Famous for Five Minutes?

Posted by & filed under Brain Music.

Highly risky theremin demonstration of 'proof of context'

Last week, I gave an Ignite Talk.  And not just any Ignite talk – this particular event was being held at Google I/O – one of the largest developer conferences of the year, in the Moscone Center, San Francisco.

Walking into the room, which could easily have housed a major team sporting event, I noticed that it was about a third full – that is to say, about 400 people.  Then the Ignite audience came in, and the room swelled to over 1000.  I steeled myself, flashing through my slides in my head as I rehearsed my spiel one final time.  For anyone not familiar with the Ignite format – it’s five minutes.  You get to talk about whatever you’re passionate about, but once your five minutes are up – that’s it.  Next please.   And here’s the kicker – your slides auto-advance every 15 seconds.  20 of them, in quick succession, with NO speaker notes (that little bit of information I found out the night before the talk).

It’s a pretty terrifying format for the uninitiated, and I was giving a talk about a subject that has significantly more depth than ‘the best way to tie your shoelaces (this was an actual Ignite Talk).  Namely, I was talking about experimental music, and how it can sound bad, and how maybe we as artists can work to achieve a balance between proof of concept and what I call ‘proof of context’.  Throw a live theremin/sampler demo (all of 30 seconds long) into the mix, and there is significant potential for disaster.

That said, my talk went pretty flawlessly (you can view it here – I come in at 38 minutes).  There were a few minor stumblages, and the ending was pretty hasty (since I was out of slides), but overall I was happy with how I delivered it.

Then comes the question of the content.  I’m pretty convinced I will have pissed off at least some small contingent of experimental composers with what I said.  Basically it was along the lines of “let’s do experimental music, but PLEASE, can we try and make it sound pretty?”.  A gross oversimplification, to be sure, but my point was essentially that many experimental composers, at least historically, have been obsessed with algorithm to the detriment of aesthetics, and it doesn’t have to be that way.  I use as an example of this my work with BCMIs (Brain Computer Music Interfaces).  A large scale project that we conducted involved all sorts of cool technology and science, but the output was not, shall we say, particularly musical.  If we had just tweaked a few things on the output end, we could have created a more musical context, but we were primarily concerned with making the damn thing work.

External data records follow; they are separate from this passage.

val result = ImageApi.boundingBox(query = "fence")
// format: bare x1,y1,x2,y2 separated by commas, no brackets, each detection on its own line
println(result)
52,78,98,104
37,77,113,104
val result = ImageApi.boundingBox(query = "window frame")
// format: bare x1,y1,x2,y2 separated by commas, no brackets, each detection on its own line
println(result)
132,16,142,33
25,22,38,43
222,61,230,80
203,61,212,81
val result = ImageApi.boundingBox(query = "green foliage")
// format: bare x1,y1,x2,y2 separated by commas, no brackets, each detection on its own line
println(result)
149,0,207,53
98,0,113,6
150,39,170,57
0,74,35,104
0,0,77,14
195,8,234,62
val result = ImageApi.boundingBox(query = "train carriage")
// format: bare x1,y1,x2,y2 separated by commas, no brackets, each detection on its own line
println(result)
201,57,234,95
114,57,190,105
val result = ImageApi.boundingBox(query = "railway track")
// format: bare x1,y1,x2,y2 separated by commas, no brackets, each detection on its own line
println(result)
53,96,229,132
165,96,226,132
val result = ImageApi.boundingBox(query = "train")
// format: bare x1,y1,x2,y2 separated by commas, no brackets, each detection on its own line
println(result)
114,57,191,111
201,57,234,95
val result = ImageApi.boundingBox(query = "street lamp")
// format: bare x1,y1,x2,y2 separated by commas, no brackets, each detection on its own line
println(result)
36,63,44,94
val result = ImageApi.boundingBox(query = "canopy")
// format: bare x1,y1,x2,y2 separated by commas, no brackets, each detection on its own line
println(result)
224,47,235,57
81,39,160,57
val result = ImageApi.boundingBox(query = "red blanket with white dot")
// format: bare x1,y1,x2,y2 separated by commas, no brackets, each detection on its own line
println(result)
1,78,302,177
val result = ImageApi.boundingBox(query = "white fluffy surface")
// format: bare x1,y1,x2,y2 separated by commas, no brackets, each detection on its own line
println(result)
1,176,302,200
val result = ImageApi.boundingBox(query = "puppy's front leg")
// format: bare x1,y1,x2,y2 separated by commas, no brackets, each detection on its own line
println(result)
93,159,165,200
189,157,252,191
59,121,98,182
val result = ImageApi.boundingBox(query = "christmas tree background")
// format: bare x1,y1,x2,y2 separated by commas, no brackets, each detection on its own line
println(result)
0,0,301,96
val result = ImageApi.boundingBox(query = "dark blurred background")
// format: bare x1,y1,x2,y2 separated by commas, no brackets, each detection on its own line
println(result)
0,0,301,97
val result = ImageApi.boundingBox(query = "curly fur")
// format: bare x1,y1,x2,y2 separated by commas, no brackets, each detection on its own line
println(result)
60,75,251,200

Of course, in building systems such as in Music for Online Performer, certain aspects must take precedence, and time is often of the essence, but if there is anything I learned from the project, it is that without a musical context, such an endeavor becomes less a composition than a science experiment.

Some composers who consider themselves on the leading edge of their art will probably take umbrage at my suggestion that we consider the audience’s reception of our work, but to these I say ‘let’s have a discussion about that’.  I am certainly no stranger to the avant-garde aesthetic, but let’s just say I’ve bought the T-shirt on that one, and am quite willing and able to discuss its merits and shortcomings.  If my approach of incorporating context into our work seems to fly in the face of ‘traditional’ modes of experimental composition, is that not in itself an approach that challenges the status quo, thereby qualifying it as ‘avant-garde’?

So, if the Ignite Talk taught me anything, it was that five minutes is a long time on a stage, and that even complex ideas can be distilled very effectively if faced with these constraints.  For me, the talk forced me to take a position on my art, and elucidate it in front of a broad spectrum audience that didn’t necessarily have a context for my talk’s content.  It was an amazing experience, and one I would highly recommend to anyone who has something they want to formalize, clarify and expound about their passion.  As the Ignite slogan goes ‘Enlighten us, but make it quick’.